This agency, which provides water to 3 million people in the San Diego area, is 90 percent dependent on supplies from the Colorado River and the Sacramento-San Joaquin Delta. Both are in trouble. The Colorado is plagued by drought, and the Delta has become an increasingly unreliable plumbing valve for moving water south.
Over the long run, both the Colorado River Basin and the Sacramento-San Joaquin watershed are vulnerable to climate change. If you worry about sinkholes in La Jolla, imagine the maw that will swallow Southern California if both the Colorado and the Sierra are hit by simultaneous 25-year droughts.
Given their predicament, you'd think San Diego leaders would be heralding one or both proposals by Gov. Arnold Schwarzenegger and Senate President Pro Tem Don Perata to place water bond measures on the February ballot.
They are not. San Diego officials say that neither plan does much for their customers. The governor's $9 billion blueprint depends largely on reservoirs. Perata's $5.8 billion plan offers a broader vision, but doesn't facilitate a process for smarter conveyance of water through the Delta.
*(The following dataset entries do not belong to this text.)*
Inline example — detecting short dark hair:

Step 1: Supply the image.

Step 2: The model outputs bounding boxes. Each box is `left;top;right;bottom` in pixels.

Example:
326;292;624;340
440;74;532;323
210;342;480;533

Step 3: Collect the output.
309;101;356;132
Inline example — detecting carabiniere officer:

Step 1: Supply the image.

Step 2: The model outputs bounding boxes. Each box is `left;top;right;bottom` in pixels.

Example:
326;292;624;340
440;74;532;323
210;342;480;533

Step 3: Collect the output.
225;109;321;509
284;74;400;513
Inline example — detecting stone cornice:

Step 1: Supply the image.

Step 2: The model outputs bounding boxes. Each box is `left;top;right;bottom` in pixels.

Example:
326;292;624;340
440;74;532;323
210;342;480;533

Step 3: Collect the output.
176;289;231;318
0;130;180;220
"Storage without a way to get the water is useless," says Jim Bond, the mayor of Encinitas and a member of the San Diego Water Authority.
He's right. And that's one reason state leaders need to take a breath, stop the dueling press conferences and drill down on the real challenges California faces in sustaining its water supplies.
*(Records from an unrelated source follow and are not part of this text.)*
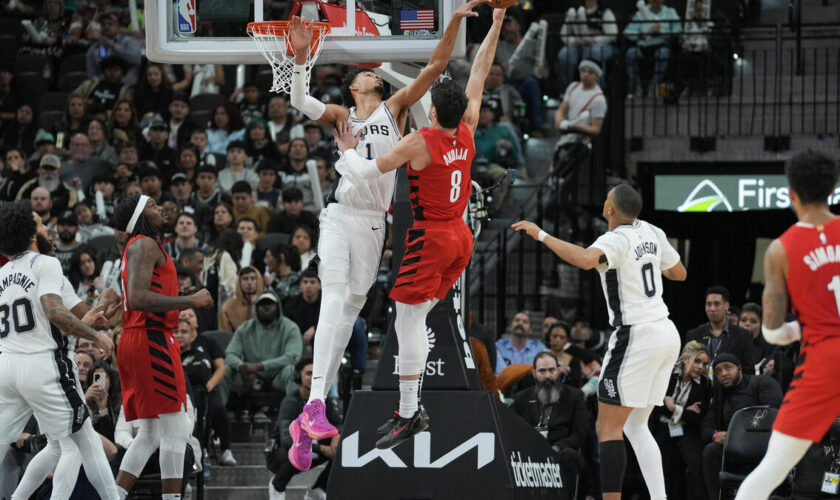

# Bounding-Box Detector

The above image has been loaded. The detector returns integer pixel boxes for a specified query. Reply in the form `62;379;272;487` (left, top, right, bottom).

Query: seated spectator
787;416;840;498
51;95;90;151
203;228;242;309
54;210;83;271
67;245;102;302
165;92;195;150
75;350;95;391
26;131;59;173
541;316;558;339
164;212;203;261
623;0;681;97
106;98;143;146
557;0;618;93
263;243;301;301
61;132;110;192
543;321;582;387
205;201;237;246
191;164;224;208
482;63;525;133
255;161;282;211
219;266;263;333
266;95;296;154
290;225;317;271
233;81;266;125
474;103;524;172
267;188;318;235
84;13;142;85
206;103;246;155
219;142;259;194
495;311;544;375
237;218;259;263
90;170;119;224
83;360;121;443
494;15;545;132
279;139;317;211
170;172;213;232
138;165;174;205
87;119;118;166
301;121;332;162
1;104;37;157
268;357;338;499
701;353;783;500
220;289;303;406
18;0;69;60
553;60;607;153
651;341;711;500
0;148;34;202
173;318;237;466
231;180;269;236
511;352;587;487
739;302;775;374
29;187;57;231
176;144;200;182
133;62;174;120
678;0;714;96
245;118;282;168
315;157;334;201
139;117;178;178
726;305;741;327
177;249;206;287
74;200;115;243
282;269;320;352
686;286;757;373
76;55;134;118
191;129;221;168
113;143;139;190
A special Assembly hearing on Thursday provided a helpful reality check. Experts showed how various regions of the state face unique water problems -- ones that cannot be addressed by two or three large infrastructure projects.
"There's a need for a much bigger view ... a systematic view," said Jay Lund, an engineering professor from the University of California, Davis.
The hearing also revealed how water diversions -- facilitated by state and federal projects -- have greatly reduced the amount of fresh water flowing through the Delta, particularly in dry years.
This provided an essential counterpoint to Assembly Minority Leader Mike Villines, who says that California is crazy to allow large volumes of fresh water to flow through the Delta, "totally wasted." If California were to capture every last drop that flows into the Delta, it would doom this already damaged estuary, just as the Soviet Union destroyed the Aral Sea.
Are there answers to California's water woes? Yes, and they lie in increased urban water conservation, water recycling, improved pricing of farm water (to encourage efficiency), groundwater banking and short and long-term fixes to the Delta. The state's toolbox shouldn't exclude new reservoirs, but as Lund noted Thursday: "We have to be careful where we add surface storage to provide the greatest utility to the system."
In other words, state leaders must start with this question: "What problems are we trying to fix?" instead of, "What groups are we trying to satisfy?" The sooner they get their priorities straight, the sooner California will be prepared to handle the next drought -- and the next federal court decision.